Иван шутливо замахнулся своим огромным кулаком.
– Иду, иду!
– торопливо согласился Порфирий, укладывая свою "сбрую" в тумбочку.
– Сейчас.
– Вот видишь, Яков Маркович, дорогой товарищ Кролик, и отрок хощет. Его пожалеть надо, ему фотографию попортили. Составь нам компанию, сделай милость.
– Ох, и липучий ты, Ваня!
– сказал Яков Маркович с тяжким вздохом.
– От тебя не отвяжешься.
– Он положил свою мыльницу, приготовленную для умывания, на тумбочку и начал подниматься, чтобы встать с кровати.

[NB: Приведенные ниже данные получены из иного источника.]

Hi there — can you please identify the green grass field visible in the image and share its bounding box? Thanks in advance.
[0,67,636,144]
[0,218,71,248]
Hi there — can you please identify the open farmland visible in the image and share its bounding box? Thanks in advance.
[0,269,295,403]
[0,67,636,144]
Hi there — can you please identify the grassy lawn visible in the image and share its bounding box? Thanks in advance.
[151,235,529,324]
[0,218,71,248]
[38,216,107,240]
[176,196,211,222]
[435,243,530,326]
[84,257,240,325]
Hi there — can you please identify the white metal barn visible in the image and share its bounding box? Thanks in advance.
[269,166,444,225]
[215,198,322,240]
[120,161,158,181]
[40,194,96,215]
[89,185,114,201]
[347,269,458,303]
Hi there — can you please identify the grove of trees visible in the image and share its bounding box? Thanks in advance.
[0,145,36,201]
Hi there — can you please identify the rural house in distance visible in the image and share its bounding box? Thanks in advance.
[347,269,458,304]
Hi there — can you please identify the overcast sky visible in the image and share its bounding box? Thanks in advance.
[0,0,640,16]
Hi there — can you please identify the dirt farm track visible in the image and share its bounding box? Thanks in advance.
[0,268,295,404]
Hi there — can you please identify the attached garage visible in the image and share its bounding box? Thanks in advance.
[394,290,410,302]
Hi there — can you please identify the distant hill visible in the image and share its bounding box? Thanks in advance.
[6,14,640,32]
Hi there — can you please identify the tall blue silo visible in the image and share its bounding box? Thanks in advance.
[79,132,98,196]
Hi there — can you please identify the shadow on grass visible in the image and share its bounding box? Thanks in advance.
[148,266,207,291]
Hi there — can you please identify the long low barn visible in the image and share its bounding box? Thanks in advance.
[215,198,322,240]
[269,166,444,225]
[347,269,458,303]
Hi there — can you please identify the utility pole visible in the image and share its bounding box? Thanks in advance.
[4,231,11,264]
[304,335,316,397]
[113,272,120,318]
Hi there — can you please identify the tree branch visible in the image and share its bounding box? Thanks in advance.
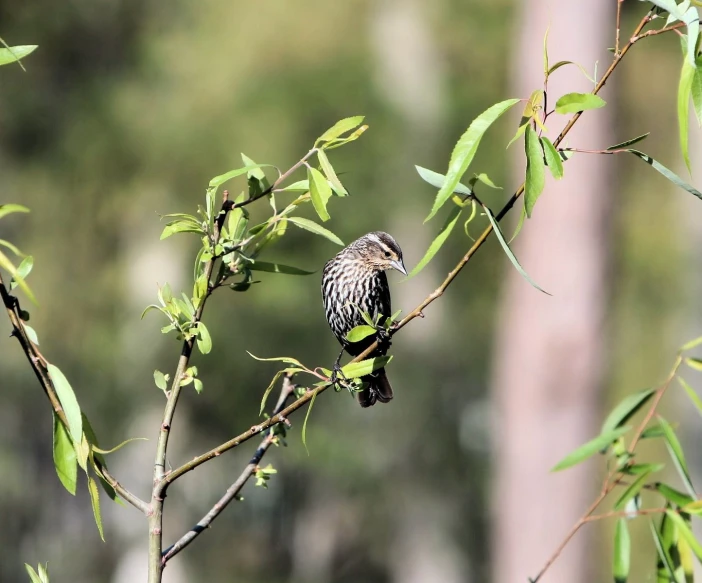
[161,375,295,566]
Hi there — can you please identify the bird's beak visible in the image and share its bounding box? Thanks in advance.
[390,259,407,275]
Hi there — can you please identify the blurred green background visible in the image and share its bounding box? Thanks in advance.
[0,0,700,583]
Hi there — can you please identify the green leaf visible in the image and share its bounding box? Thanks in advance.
[658,415,697,498]
[541,136,563,180]
[407,206,463,278]
[612,518,631,583]
[209,164,273,188]
[551,426,631,472]
[524,125,546,217]
[307,167,331,221]
[197,322,212,354]
[346,324,375,342]
[656,482,695,507]
[0,45,39,65]
[607,132,651,151]
[556,93,607,114]
[288,217,344,247]
[249,259,315,275]
[602,389,656,433]
[425,99,520,222]
[315,115,365,143]
[53,413,78,496]
[483,206,551,296]
[318,150,349,196]
[415,165,473,195]
[48,364,83,443]
[678,61,697,174]
[88,476,105,542]
[678,377,702,422]
[627,149,702,200]
[665,510,702,562]
[614,469,651,510]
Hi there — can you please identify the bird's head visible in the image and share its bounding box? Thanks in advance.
[353,231,407,275]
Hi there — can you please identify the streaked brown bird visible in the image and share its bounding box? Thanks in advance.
[322,231,407,407]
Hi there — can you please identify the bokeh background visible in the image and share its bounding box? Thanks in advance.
[0,0,702,583]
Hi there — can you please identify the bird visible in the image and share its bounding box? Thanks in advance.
[322,231,407,407]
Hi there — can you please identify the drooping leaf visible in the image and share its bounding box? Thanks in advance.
[288,217,344,247]
[524,125,546,217]
[627,149,702,200]
[341,356,392,379]
[0,45,39,65]
[678,62,699,173]
[415,165,473,195]
[483,207,551,296]
[249,259,316,275]
[551,426,631,472]
[53,413,78,496]
[556,93,607,114]
[541,136,563,180]
[425,99,519,222]
[407,206,463,278]
[602,389,656,433]
[612,518,631,583]
[88,476,105,542]
[317,115,365,142]
[48,364,83,443]
[346,324,375,342]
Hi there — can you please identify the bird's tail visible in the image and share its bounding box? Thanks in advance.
[358,368,392,407]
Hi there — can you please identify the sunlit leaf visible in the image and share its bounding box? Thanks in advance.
[407,206,463,278]
[288,217,344,247]
[551,426,631,472]
[556,93,606,114]
[425,99,519,221]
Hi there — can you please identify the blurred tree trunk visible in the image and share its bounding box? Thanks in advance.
[492,0,616,583]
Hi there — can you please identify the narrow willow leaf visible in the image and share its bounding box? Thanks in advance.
[425,99,519,222]
[483,207,551,296]
[249,259,315,275]
[88,476,105,542]
[317,115,365,142]
[307,167,331,221]
[551,426,631,472]
[556,93,607,114]
[209,164,273,188]
[658,415,697,498]
[0,45,39,65]
[656,482,695,512]
[317,150,349,196]
[627,149,702,200]
[541,136,563,180]
[288,217,344,247]
[524,125,546,217]
[415,165,473,195]
[602,389,656,433]
[614,470,651,510]
[649,517,678,583]
[48,364,83,443]
[197,322,212,354]
[53,413,78,496]
[678,61,697,174]
[612,518,631,583]
[341,356,392,379]
[665,510,702,562]
[607,132,651,151]
[346,324,375,342]
[407,206,463,278]
[678,377,702,415]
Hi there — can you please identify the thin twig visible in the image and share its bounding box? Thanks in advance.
[161,375,295,565]
[0,275,149,514]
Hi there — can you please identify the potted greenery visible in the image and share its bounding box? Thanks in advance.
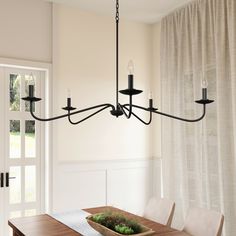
[86,212,154,236]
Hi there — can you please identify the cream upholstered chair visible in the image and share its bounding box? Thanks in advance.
[143,198,175,226]
[183,208,224,236]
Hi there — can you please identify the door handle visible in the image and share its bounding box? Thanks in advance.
[6,172,16,187]
[0,173,4,188]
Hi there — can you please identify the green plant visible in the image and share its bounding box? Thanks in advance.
[91,212,142,235]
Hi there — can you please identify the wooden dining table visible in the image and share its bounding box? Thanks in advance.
[8,206,188,236]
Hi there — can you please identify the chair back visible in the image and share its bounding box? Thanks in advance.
[144,198,175,226]
[183,208,224,236]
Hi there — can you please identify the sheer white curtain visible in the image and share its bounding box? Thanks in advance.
[161,0,236,236]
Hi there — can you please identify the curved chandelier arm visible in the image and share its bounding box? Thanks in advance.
[119,96,133,119]
[124,106,152,125]
[153,104,206,122]
[123,104,206,122]
[30,101,115,121]
[68,105,110,125]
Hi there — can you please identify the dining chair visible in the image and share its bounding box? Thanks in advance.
[183,208,224,236]
[143,198,175,226]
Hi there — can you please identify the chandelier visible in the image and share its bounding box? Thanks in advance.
[22,0,214,125]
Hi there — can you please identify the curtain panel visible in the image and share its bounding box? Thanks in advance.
[161,0,236,233]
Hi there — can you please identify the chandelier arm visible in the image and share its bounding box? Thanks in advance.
[30,101,115,121]
[68,105,110,125]
[124,107,152,125]
[119,103,130,119]
[153,104,206,122]
[123,104,206,122]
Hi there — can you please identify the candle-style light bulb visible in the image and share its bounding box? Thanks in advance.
[127,60,134,75]
[201,77,208,89]
[148,92,153,99]
[28,73,34,85]
[67,89,71,98]
[28,73,34,98]
[201,75,208,100]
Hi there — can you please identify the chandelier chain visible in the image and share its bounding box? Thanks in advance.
[116,0,120,21]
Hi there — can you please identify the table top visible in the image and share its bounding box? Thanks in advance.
[8,206,187,236]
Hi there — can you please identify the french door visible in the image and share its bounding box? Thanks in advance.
[0,67,45,236]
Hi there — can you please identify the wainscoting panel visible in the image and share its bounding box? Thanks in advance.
[52,159,161,215]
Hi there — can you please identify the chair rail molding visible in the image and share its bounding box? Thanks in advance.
[52,158,160,215]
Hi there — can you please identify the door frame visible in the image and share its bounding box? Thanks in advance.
[0,57,53,232]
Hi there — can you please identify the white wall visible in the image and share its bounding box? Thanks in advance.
[53,4,161,214]
[152,22,162,158]
[53,4,152,161]
[0,0,52,62]
[0,0,161,213]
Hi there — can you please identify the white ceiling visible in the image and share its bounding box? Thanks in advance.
[47,0,192,23]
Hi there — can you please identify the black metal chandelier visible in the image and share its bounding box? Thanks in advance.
[22,0,214,125]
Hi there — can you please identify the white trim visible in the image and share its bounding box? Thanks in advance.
[0,57,52,71]
[0,60,52,233]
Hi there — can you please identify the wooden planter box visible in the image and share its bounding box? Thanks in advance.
[86,214,155,236]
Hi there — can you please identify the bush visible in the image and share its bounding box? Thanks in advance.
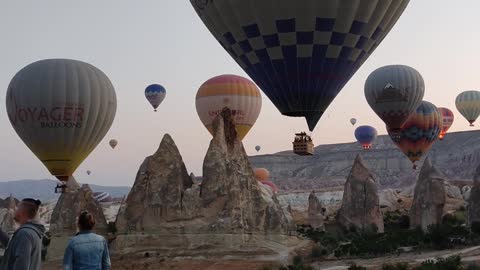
[415,255,464,270]
[348,264,367,270]
[382,263,408,270]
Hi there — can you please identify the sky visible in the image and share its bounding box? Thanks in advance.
[0,0,480,185]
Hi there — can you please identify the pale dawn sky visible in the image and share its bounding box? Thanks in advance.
[0,0,480,185]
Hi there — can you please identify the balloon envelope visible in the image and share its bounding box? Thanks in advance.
[190,0,409,131]
[455,91,480,127]
[365,65,425,132]
[195,75,262,140]
[253,168,270,182]
[438,108,454,140]
[6,59,117,181]
[145,84,167,111]
[387,101,442,167]
[355,126,377,149]
[108,139,118,149]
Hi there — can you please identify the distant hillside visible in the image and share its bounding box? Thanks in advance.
[0,179,130,201]
[250,130,480,191]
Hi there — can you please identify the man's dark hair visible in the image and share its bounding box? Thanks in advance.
[78,211,95,231]
[22,198,42,218]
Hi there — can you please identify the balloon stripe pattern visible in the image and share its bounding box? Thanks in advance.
[455,91,480,126]
[6,59,117,180]
[190,0,409,131]
[145,84,167,111]
[438,108,455,140]
[365,65,425,130]
[195,75,262,140]
[387,101,442,164]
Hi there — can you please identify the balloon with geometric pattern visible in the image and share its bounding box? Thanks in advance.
[438,107,455,140]
[195,75,262,140]
[387,101,442,169]
[145,84,167,111]
[365,65,425,133]
[455,90,480,127]
[190,0,409,131]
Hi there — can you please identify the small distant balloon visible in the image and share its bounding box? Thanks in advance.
[145,84,167,111]
[108,139,118,149]
[438,108,454,140]
[455,91,480,127]
[355,126,377,150]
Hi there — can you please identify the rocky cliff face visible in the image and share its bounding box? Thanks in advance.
[466,163,480,225]
[337,155,384,232]
[250,131,480,191]
[410,159,447,230]
[50,181,107,234]
[117,110,292,234]
[307,191,325,230]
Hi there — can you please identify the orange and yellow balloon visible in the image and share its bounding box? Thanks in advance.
[387,101,442,169]
[195,75,262,140]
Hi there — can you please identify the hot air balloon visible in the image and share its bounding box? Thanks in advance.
[262,181,278,193]
[365,65,425,136]
[455,91,480,127]
[145,84,167,111]
[6,59,117,191]
[387,101,442,169]
[190,0,409,131]
[355,126,377,150]
[253,168,270,182]
[108,139,118,149]
[438,108,454,140]
[195,75,262,140]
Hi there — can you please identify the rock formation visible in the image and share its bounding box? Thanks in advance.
[410,158,446,231]
[467,163,480,225]
[337,155,384,232]
[0,195,18,233]
[50,181,107,234]
[116,107,291,233]
[307,191,325,230]
[112,109,298,258]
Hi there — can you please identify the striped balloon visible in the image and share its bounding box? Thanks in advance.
[195,75,262,140]
[355,126,377,150]
[7,59,117,181]
[455,91,480,127]
[387,101,442,168]
[190,0,409,131]
[438,108,454,140]
[145,84,167,111]
[365,65,425,132]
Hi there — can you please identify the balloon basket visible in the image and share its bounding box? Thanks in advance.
[55,182,68,194]
[293,132,314,156]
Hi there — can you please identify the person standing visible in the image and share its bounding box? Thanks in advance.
[0,198,45,270]
[63,211,111,270]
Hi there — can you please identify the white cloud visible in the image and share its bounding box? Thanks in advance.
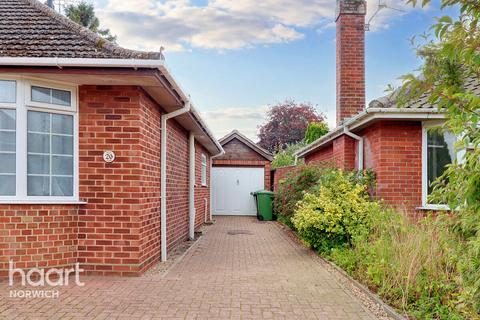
[95,0,424,51]
[198,106,268,141]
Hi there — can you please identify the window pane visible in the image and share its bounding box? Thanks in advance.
[27,111,74,196]
[0,152,16,174]
[52,177,73,197]
[52,114,73,135]
[52,89,72,107]
[0,80,17,103]
[27,155,50,174]
[27,176,50,196]
[427,129,456,194]
[52,136,73,155]
[52,156,73,176]
[0,131,15,152]
[27,133,50,154]
[28,111,50,133]
[32,86,51,103]
[0,109,15,130]
[0,175,16,196]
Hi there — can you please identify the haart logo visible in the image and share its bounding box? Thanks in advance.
[8,260,85,299]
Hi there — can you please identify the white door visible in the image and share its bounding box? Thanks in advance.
[212,167,265,216]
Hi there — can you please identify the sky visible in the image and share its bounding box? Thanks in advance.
[90,0,454,141]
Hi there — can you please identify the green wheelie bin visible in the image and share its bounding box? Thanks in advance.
[253,190,274,221]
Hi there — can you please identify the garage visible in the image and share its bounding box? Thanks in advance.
[212,167,265,216]
[211,131,273,216]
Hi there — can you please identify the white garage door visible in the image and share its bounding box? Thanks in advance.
[212,167,264,216]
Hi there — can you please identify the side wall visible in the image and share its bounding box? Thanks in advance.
[305,121,422,213]
[0,205,78,278]
[0,86,210,276]
[361,121,422,213]
[195,142,211,228]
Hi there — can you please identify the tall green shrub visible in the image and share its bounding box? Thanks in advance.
[292,170,379,253]
[304,122,329,144]
[273,165,322,221]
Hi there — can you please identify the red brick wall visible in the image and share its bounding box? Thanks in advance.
[78,86,149,274]
[139,93,162,272]
[365,121,422,212]
[0,205,78,278]
[213,158,272,190]
[167,120,189,249]
[216,139,265,161]
[0,86,214,275]
[337,0,365,124]
[305,121,422,212]
[195,143,210,228]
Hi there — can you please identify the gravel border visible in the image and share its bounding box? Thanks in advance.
[274,221,407,320]
[142,224,210,278]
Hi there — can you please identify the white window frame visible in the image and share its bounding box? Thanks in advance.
[200,153,208,187]
[0,75,79,204]
[420,121,465,210]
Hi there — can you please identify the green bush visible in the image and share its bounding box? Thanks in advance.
[272,142,306,169]
[292,170,379,253]
[273,165,322,226]
[304,122,329,144]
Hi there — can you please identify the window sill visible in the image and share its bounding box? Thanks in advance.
[0,200,87,205]
[415,205,451,211]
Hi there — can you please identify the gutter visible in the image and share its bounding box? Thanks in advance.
[295,108,445,158]
[188,132,196,240]
[0,57,223,155]
[160,101,191,262]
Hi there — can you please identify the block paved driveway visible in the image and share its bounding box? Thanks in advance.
[0,217,375,320]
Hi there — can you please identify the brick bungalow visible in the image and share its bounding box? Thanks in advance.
[212,130,273,215]
[297,0,466,213]
[0,0,223,276]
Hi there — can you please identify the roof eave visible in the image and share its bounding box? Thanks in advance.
[295,108,446,158]
[0,57,223,153]
[219,130,273,161]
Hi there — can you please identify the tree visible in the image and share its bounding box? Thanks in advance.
[258,100,325,152]
[398,0,480,313]
[272,141,306,169]
[304,122,329,144]
[65,2,117,42]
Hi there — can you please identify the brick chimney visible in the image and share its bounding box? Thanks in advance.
[336,0,367,125]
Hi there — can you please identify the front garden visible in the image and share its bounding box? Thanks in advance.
[274,166,480,319]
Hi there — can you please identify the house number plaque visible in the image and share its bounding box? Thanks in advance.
[103,151,115,163]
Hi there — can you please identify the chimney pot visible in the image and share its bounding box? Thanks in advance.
[336,0,367,125]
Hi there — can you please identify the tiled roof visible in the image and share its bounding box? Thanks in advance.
[368,78,480,112]
[0,0,162,60]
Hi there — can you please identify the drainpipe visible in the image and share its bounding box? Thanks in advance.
[160,101,191,261]
[188,132,195,240]
[210,148,225,221]
[343,127,363,170]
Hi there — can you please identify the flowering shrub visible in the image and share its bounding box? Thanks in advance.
[273,166,322,224]
[292,170,380,253]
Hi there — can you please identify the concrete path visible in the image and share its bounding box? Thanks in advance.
[0,217,376,320]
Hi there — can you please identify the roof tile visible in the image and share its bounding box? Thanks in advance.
[0,0,163,60]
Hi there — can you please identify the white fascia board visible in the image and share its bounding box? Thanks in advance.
[0,57,165,69]
[294,108,446,158]
[0,57,223,153]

– Братец Кролик... Ой, пардон, нежданчик выскочил. Товарищ Яков Маркович, я тебя люблю. Ты смелый человек, я тя уважаю, чёрт тебя дери!
Яков Маркович вздрогнул, дёрнувшись сутулыми плечами.
– Эх, мать честная, матка боска! Щас бы писца кружечку!
– мечтательно проговорил Иван.
– Готов душу продать. Фирка, тащи картинки!
Иван взял с кровати гитару и пропел с грустинкой в голосе:
Тишины в сраженьях мы не ищем
И не ищем отдыха на марше...
Он последний раз ущипнул струны гитары и положил её на место, на "стервант". На чёрном блестящем грифе выделялся этакой завитушкой голубой бант. Порфирий достал из ящика тумбочки ветхую колоду карт. До такой степени замусоленную и жирную, что из неё, по заверению Лесного, в данный момент отсутствующего, можно было варить суп. Стол придвинули к кровати Ивана, чтобы освободить проход. Стол качался. Его долго двигали так и эдак, он всё равно качался, сукин сын, как пьяный.